A Justiça Federal do Ceará suspendeu por tempo indeterminado a cobrança de ingressos para visitantes do Parque Nacional de Jericoacoara, após revolta de moradores e visitantes. A decisão foi tomada pelo juiz Sérgio de Norões Milfont Júnior, da 18ª Vara da Justiça Federal do Ceará.
Em 2024, o parque nacional foi concedido para a iniciativa privada e ficará sob gestão do consórcio Urbia Cataratas Jericoacoara por 30 anos com uma promessa de investimentos de até R$ 1 bilhão ao longo desse período.
O contrato de concessão prevê a isenção da cobrança para moradores, trabalhadores e pesquisadores do local, além de inscritos no Cadastro Único para programas sociais do governo federal. Porém, a Urbia previa a taxa de R$ 50 a partir de março de 2025.
A comunidade local não aceitou a decisão e vem lutando contra o pedágio para chegar à vila, um dos destinos turísticos mais famosos do Nordeste.
O ponto central do conflito é que a única via terrestre que leva à vila passa pelo Parque Nacional de Jericoacoara, cuja concessão foi dada à Urbia. Assim, a cobrança atinge todos que desejam acessar o local, mesmo aqueles que não pretendem visitar o parque. “O que eles estão fazendo, na verdade, é instituir um pedágio”, critica Lucimar Vasconcelos, presidente do Conselho Comunitário de Jericoacoara. Ela reforça que a vila, embora situada dentro da área do parque, possui gestão independente e municipalizada.
A cobrança é vista como prejudicial ao turismo local e “injusta” para quem não tem interesse em acessar os atrativos do parque. Lucimar compara a situação com a administração de um condomínio: “É como você morar num prédio, e o síndico diz que o visitante tem de pagar para usar o elevador.” Ela também questiona a disparidade em relação a outros parques geridos pela mesma empresa, como o Ibirapuera e o Parque das Cataratas, onde a cobrança é restrita aos atrativos e não ao acesso às cidades.
O magistrado determinou também que, em até 60 dias, o ICMBio apresente um plano detalhado sobre o andamento do cadastro dos beneficiários da isenção.
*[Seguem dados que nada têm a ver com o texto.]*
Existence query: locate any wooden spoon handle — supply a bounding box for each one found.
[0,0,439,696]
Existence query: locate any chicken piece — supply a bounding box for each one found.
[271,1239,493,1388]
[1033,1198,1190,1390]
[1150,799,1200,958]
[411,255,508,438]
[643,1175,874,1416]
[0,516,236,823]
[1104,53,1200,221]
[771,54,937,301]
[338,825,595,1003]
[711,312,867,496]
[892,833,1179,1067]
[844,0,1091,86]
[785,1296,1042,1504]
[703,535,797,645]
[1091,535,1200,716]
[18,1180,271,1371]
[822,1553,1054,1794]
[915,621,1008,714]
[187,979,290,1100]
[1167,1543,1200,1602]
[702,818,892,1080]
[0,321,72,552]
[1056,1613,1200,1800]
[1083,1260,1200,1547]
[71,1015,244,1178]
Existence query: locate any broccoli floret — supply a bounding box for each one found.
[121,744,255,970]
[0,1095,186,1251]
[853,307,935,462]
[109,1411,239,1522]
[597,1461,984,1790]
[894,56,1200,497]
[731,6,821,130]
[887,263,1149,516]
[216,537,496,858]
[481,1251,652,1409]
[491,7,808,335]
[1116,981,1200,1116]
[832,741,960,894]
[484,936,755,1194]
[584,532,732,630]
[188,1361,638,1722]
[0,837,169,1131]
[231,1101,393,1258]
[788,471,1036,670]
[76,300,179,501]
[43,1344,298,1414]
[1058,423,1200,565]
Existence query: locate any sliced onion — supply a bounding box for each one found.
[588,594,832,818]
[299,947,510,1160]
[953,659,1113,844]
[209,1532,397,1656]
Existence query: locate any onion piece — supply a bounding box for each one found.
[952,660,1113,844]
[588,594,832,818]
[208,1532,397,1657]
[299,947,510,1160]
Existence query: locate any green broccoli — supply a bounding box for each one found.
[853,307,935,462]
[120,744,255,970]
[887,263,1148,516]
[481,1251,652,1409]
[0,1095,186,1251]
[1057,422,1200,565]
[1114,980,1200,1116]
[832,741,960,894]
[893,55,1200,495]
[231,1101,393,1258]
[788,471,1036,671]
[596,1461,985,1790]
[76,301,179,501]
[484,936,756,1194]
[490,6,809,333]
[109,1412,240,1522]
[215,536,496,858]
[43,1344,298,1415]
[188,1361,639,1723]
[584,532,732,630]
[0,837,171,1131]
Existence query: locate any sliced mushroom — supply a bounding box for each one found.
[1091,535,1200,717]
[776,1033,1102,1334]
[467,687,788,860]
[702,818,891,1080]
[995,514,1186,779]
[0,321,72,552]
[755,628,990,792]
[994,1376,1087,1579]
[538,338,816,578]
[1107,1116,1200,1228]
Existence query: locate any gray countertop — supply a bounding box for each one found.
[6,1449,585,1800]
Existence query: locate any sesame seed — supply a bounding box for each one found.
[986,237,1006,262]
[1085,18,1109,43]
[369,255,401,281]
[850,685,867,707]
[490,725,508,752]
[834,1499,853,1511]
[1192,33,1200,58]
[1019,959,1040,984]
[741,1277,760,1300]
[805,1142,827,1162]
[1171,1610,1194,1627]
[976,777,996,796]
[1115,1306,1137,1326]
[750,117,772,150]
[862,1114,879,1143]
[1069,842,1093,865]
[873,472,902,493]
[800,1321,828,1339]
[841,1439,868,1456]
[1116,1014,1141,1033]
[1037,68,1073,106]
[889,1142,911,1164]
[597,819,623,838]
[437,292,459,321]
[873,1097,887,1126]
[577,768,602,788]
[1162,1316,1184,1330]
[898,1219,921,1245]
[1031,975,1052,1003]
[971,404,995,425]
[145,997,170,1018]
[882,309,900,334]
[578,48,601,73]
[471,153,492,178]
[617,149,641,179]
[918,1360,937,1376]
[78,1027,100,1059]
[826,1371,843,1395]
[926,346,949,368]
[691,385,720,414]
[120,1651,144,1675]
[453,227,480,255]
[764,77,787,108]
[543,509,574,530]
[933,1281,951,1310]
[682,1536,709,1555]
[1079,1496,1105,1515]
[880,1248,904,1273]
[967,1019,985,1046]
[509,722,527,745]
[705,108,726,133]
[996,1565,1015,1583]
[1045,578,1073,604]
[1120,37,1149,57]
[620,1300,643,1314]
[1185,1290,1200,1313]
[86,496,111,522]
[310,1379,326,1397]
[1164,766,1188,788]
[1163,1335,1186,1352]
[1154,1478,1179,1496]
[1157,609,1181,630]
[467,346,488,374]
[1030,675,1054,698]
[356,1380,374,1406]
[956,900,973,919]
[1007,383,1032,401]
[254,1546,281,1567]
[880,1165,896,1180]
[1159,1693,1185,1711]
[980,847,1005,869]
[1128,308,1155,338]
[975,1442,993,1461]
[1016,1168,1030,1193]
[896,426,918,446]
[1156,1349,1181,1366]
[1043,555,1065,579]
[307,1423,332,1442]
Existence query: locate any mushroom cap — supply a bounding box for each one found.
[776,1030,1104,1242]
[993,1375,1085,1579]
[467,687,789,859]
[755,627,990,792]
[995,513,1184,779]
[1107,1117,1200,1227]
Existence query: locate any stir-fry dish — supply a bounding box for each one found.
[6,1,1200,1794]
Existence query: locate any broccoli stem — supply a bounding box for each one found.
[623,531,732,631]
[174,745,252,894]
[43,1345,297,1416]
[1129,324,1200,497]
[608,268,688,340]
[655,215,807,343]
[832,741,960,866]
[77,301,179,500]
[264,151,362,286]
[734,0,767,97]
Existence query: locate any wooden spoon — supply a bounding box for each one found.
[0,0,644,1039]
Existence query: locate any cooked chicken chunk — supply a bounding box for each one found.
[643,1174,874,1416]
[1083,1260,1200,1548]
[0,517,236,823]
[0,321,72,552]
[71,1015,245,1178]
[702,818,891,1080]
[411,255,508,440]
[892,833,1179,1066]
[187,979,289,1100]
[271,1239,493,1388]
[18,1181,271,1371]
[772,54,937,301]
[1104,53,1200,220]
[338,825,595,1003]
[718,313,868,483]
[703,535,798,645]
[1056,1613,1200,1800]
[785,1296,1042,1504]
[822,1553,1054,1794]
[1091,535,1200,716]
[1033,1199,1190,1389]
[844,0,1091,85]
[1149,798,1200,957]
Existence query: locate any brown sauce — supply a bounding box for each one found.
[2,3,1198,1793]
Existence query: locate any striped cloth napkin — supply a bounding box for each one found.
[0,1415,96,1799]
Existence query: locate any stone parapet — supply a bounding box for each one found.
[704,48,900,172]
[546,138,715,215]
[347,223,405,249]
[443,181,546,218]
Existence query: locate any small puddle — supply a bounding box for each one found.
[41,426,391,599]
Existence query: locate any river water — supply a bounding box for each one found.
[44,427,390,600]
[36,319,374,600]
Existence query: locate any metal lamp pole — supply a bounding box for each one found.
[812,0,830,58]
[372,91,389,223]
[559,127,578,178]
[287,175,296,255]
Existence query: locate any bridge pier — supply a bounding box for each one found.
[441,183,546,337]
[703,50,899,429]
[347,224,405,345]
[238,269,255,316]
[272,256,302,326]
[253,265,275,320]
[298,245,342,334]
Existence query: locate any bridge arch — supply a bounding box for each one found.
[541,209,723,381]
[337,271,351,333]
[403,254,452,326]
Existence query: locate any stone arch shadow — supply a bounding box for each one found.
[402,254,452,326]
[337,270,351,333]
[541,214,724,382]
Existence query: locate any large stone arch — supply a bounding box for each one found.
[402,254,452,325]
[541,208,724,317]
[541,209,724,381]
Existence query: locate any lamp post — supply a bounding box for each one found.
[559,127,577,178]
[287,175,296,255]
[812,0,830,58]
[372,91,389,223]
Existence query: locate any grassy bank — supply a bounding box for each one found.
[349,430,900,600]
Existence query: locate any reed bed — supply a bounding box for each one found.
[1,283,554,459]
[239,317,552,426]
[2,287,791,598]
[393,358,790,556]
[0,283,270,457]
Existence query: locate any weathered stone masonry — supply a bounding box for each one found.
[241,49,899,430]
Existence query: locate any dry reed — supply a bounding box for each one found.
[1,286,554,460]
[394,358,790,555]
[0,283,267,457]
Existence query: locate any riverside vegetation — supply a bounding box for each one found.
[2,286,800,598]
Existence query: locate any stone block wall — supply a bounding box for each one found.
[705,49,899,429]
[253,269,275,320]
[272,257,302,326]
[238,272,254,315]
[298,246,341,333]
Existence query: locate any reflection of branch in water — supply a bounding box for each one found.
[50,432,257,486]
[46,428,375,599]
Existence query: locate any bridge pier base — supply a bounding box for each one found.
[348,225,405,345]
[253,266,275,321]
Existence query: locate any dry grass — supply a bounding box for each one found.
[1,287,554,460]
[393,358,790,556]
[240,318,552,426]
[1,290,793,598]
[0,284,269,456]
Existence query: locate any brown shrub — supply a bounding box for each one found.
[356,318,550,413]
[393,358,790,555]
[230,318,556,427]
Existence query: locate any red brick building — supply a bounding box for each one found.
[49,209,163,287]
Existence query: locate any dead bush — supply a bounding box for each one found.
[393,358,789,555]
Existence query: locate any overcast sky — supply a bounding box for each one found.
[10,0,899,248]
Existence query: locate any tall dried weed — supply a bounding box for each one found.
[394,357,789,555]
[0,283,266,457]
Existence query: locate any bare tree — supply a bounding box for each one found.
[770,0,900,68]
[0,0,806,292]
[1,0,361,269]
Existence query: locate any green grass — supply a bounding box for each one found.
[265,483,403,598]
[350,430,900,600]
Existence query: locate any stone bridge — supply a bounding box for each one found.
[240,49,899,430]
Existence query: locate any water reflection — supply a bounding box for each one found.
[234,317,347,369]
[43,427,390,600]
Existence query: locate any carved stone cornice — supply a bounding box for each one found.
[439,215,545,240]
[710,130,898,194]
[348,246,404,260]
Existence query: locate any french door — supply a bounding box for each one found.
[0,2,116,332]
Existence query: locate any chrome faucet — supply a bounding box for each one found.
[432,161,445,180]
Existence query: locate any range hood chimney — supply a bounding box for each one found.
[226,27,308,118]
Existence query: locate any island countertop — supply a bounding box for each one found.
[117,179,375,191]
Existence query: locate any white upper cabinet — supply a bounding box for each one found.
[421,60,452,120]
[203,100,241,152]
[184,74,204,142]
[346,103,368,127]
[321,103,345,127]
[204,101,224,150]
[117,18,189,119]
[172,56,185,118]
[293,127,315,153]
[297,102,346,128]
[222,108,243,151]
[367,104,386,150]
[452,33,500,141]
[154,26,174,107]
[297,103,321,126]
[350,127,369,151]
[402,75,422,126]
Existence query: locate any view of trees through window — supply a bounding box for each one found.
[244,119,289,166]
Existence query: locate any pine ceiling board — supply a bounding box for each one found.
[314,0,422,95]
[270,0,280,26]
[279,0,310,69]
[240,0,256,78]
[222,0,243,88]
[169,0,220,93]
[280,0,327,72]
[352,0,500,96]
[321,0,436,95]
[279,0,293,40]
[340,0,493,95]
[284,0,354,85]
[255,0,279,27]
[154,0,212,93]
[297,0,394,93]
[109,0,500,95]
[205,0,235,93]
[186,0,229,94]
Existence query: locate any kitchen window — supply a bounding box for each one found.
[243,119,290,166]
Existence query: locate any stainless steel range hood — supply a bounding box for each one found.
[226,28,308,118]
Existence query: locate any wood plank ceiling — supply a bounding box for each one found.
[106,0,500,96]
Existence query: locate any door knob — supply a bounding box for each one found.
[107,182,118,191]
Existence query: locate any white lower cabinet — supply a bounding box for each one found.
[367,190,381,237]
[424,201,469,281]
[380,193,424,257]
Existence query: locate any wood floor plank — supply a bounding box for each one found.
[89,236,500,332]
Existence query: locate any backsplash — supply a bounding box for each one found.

Após a apresentação do documento, o juiz vai proferir uma nova decisão sobre a cobrança.
“Embora exista vedação à cobrança de ingresso de moradores, frequentadores e trabalhadores locais, não houve comprovação da adoção das medidas necessárias para identificação dos beneficiários”, acrescentou o magistrado.
Ao manter a suspensão da cobrança por tempo indeterminado, o juiz atendeu a um pedido da Prefeitura de Jijoca de Jericoacoara. Em dezembro, o ICMBio e o consórcio anunciaram o adiamento do início da cobrança da taxa de R$ 50 por dia para março. Além do ingresso cobrado pelo parque nacional, outra taxa, de R$ 41,50, é cobrada pela prefeitura aos visitantes de Jericoacoara.
A comunidade reclama ainda da falta de comunicação prévia sobre a cobrança do pedágio. “Ninguém nos chamou para conversar sobre isso. Nas audiências públicas, estava claro que a cobrança seria só para quem fosse visitar o parque, nunca para quem vem para cá”, afirma Lucimar. Ela também denuncia o modelo de pacotes de estadia no parque promovidos pela concessionária. “Mas ninguém dorme no parque! O que o turista faz é ir algumas vezes aos atrativos dentro do parque, como a Pedra Furada. Mas os hóspedes ficam na vila, não é justo que paguem sem usar.”
Entre as soluções sugeridas pela comunidade, estão: “Ou fazem uma cobrança separada para quem vai aos passeios do parque, ou faz uma via de acesso exclusiva para que as pessoas possam chegar. Imagina um morador chamar um visitante para passar uns dias, e ele ser cobrado pelos dias que ficar, sem ir ao parque?”
Além de injusta, a medida é considerada ilegal por ferir o direito de ir e vir, segundo avaliação jurídica apresentada pela comunidade. “Além disso, ela pretende fazer cobrança presumida, como se a pessoa fosse todos os dias no parque.”
Em defesa da taxa, a Urbia argumenta que o contrato de concessão foi precedido de audiências públicas nas quais a Prefeitura de Jericoacoara participou e não se opôs. “Importante mencionar que a licitação do referido contrato de concessão foi precedida de audiências públicas, com participação do Município de Jericoacoara, que jamais se opôs ao projeto, tampouco à cobrança de ingressos para visitantes da Vila de Jericoacoara, embora o tema tenha sido abordado diretamente”, declarou a empresa. Ela também destacou que garantiu a gratuidade para moradores, trabalhadores e familiares. “O pedido foi não apenas atendido, mas inclusive ampliado, prevendo-se a gratuidade também para trabalhadores e familiares dos moradores, esses últimos conceituados como ‘frequentadores’, conforme glossário anexo ao edital da licitação”, disse a Urbia.
O ICMBio, por sua vez, reafirma que a concessão visa “um equilíbrio entre a proteção ambiental e o desenvolvimento sustentável” e que todo o processo foi conduzido com participação social e aprovação dos órgãos de controle.
Por meio de nota, o consórcio Urbia Cataratas Jericoacoara disse que o acesso de moradores e trabalhadores da Vila de Jericoacoara permanecerá gratuito, conforme regulamentado pelo contrato de concessão, e que o processo de cadastramento já está em andamento.
O ICMBio não emitiu posicionamento até o momento.